On day 0, group T01 received an intramuscular injection of 1 ml at a dose of 10 ^6.0 TCID _50. The control group T02 was inoculated with DMEM only. After inoculation, the rectal temperature of the sheep was measured and recorded regularly every day, and clinical observations were carried out for 14 days for multiple indicators including appetite, mental state, respiratory status and specific clinical symptoms caused by pseudorabies virus. The results showed that after immunization, all sheep showed normal body temperature, good appetite, normal mental state, no respiratory and gastrointestinal symptoms, and no neurological symptoms during the 14-day observation period.

Claims (20)

1. A method of protecting a pig from one or more symptoms of a PRV infection caused by an infectious PRV, the method comprising administering to the pig a vaccine comprising a modified live pseudorabies virus comprising the genome of SEQ ID NO 3 or a nucleic acid sequence having at least 95% identity thereto, wherein the modified live pseudorabies virus comprises a deletion of UL23 gene nucleotides 480-846 and the infectious PRV belongs to genotype I or genotype II lineage.
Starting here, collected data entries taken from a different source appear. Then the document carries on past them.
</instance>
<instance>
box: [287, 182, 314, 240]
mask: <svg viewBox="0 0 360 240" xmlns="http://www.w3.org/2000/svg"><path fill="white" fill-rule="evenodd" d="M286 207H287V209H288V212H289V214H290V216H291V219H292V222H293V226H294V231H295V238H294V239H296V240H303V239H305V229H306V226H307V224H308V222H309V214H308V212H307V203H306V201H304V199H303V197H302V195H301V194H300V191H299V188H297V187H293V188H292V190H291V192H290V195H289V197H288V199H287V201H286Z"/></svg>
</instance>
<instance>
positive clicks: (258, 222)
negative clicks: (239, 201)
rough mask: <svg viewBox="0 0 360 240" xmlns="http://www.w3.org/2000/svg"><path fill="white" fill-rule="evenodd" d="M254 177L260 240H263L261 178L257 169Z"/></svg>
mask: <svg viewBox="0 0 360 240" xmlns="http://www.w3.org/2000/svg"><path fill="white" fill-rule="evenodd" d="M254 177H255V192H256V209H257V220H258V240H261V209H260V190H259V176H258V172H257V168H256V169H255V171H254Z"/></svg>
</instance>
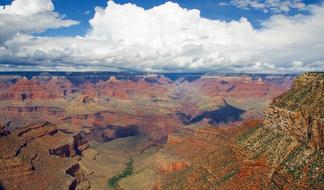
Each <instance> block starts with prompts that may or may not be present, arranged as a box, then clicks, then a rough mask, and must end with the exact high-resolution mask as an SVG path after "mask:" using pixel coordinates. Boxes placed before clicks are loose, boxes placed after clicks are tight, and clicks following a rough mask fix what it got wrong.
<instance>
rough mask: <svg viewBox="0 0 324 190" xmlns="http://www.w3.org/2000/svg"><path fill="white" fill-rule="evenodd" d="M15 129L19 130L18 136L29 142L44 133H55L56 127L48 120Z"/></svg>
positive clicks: (39, 137)
mask: <svg viewBox="0 0 324 190" xmlns="http://www.w3.org/2000/svg"><path fill="white" fill-rule="evenodd" d="M17 131H19V133H18V136H19V137H20V138H22V139H24V141H25V142H26V143H29V142H30V141H32V140H34V139H37V138H40V137H43V136H45V135H54V134H55V133H57V128H56V126H55V125H54V124H51V123H49V122H39V123H34V124H31V125H27V126H26V127H24V128H22V129H19V130H17Z"/></svg>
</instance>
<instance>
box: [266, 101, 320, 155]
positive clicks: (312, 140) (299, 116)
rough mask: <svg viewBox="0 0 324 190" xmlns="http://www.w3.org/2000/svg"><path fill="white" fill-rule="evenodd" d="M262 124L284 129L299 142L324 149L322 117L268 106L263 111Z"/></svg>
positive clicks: (275, 107)
mask: <svg viewBox="0 0 324 190" xmlns="http://www.w3.org/2000/svg"><path fill="white" fill-rule="evenodd" d="M264 125H265V126H266V127H276V128H279V129H282V130H285V131H287V132H288V133H289V134H290V135H292V136H294V137H295V138H296V139H297V140H298V141H299V142H301V143H305V144H309V145H311V146H313V147H314V148H316V149H324V119H321V118H315V117H313V116H306V115H303V113H302V112H294V111H289V110H287V109H282V108H278V107H275V106H269V107H268V109H267V110H266V112H265V120H264Z"/></svg>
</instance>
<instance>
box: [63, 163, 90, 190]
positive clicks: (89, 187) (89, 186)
mask: <svg viewBox="0 0 324 190" xmlns="http://www.w3.org/2000/svg"><path fill="white" fill-rule="evenodd" d="M65 173H66V174H68V175H70V176H72V177H74V179H73V180H72V182H71V184H70V186H69V190H87V189H90V187H91V185H90V182H89V181H88V179H87V175H86V173H85V171H84V170H83V169H82V168H81V166H80V164H79V163H76V164H73V165H71V166H70V167H69V168H68V169H67V170H66V171H65Z"/></svg>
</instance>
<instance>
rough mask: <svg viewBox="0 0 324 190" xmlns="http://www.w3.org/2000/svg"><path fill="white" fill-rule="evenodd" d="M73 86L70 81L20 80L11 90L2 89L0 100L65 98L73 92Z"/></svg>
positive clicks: (17, 81) (57, 98) (47, 99)
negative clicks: (70, 82) (71, 90)
mask: <svg viewBox="0 0 324 190" xmlns="http://www.w3.org/2000/svg"><path fill="white" fill-rule="evenodd" d="M71 88H72V85H71V83H70V82H69V81H68V80H65V79H59V78H52V79H50V80H43V79H36V78H35V79H31V80H27V79H25V78H22V79H18V80H17V82H16V83H14V84H12V85H10V86H9V88H6V89H1V91H0V100H16V101H30V100H36V99H38V100H51V99H52V100H53V99H59V98H63V97H64V96H65V95H67V94H68V92H70V91H71Z"/></svg>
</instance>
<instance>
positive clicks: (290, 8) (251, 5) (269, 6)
mask: <svg viewBox="0 0 324 190" xmlns="http://www.w3.org/2000/svg"><path fill="white" fill-rule="evenodd" d="M220 5H234V6H236V7H238V8H241V9H245V10H250V9H256V10H262V11H263V12H265V13H267V12H271V13H282V12H289V11H290V10H291V9H303V8H305V6H306V5H305V3H304V2H303V1H302V0H232V1H230V2H221V3H220Z"/></svg>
2. The method of claim 1, wherein the genome of the modified live pseudorabies virus comprises deletions of the gE gene and the gI gene.

3. The method of claim 1 or claim 2, wherein in the genome of the modified live PRV, the US1, US2 and US9 genes are not modified.

4. The method of claim 1, wherein the genome of the modified live PRV is SEQ ID No. 3.

5. The method of any one of claims 1-4, wherein the infectious PRV belongs to genotype II lineage.

6. The method of any one of claims 1-4, wherein the infectious PRV belongs to genotype I lineage.

7. The method of any one of claims 1-6, wherein a dose of the vaccine comprises 10 ²-10⁷TCID₅₀.

8. The method of any one of claims 1-7, wherein the one or more symptoms are selected from viral shedding, coughing, sneezing, fever, constipation, depression, seizures, ataxia, circling, and excessive salivation.

9. The method of any one of claims 1-8, wherein the vaccine is administered intramuscularly.

10. The method of any one of claims 1-9, wherein the infectious PRV is PRV strain FS21PF1115 or PRV strain AV25.

11. The method of claim 10, wherein the infectious PRV is PRV strain FS21PF1115 in an amount of 10 ^5.0TCID₅₀ or 10 ^6.0TCID₅₀, or PRV strain AV25 in an amount of 10 ^7.0TCID₅₀.

12. The method of any one of claims 1-11, wherein at least 80% of the pigs are protected from PRV symptoms after exposure to the infectious PRV within six months of vaccination with the vaccine comprising the modified live pseudorabies virus.

13. The method of any one of claims 1-12, wherein the pig is a piglet.

14. The method of claim 13, wherein the piglets are at least 3 weeks of age.

15. The method of claim 13, wherein the piglets are at least 7 weeks of age.

16. The method of claim 15, wherein 100% of the pigs are protected.

17. The method of any one of claims 1-12, wherein the pig is a sow.

18. The method of claim 17 wherein the sow is pregnant.

19. The method of claim 18, wherein the sow is in gestation for 2-3 months.

20. The method of claim 18 or claim 19, wherein administration of the vaccine does not affect the farrowing rate, abortion rate or offspring survival rate of the pregnant sow.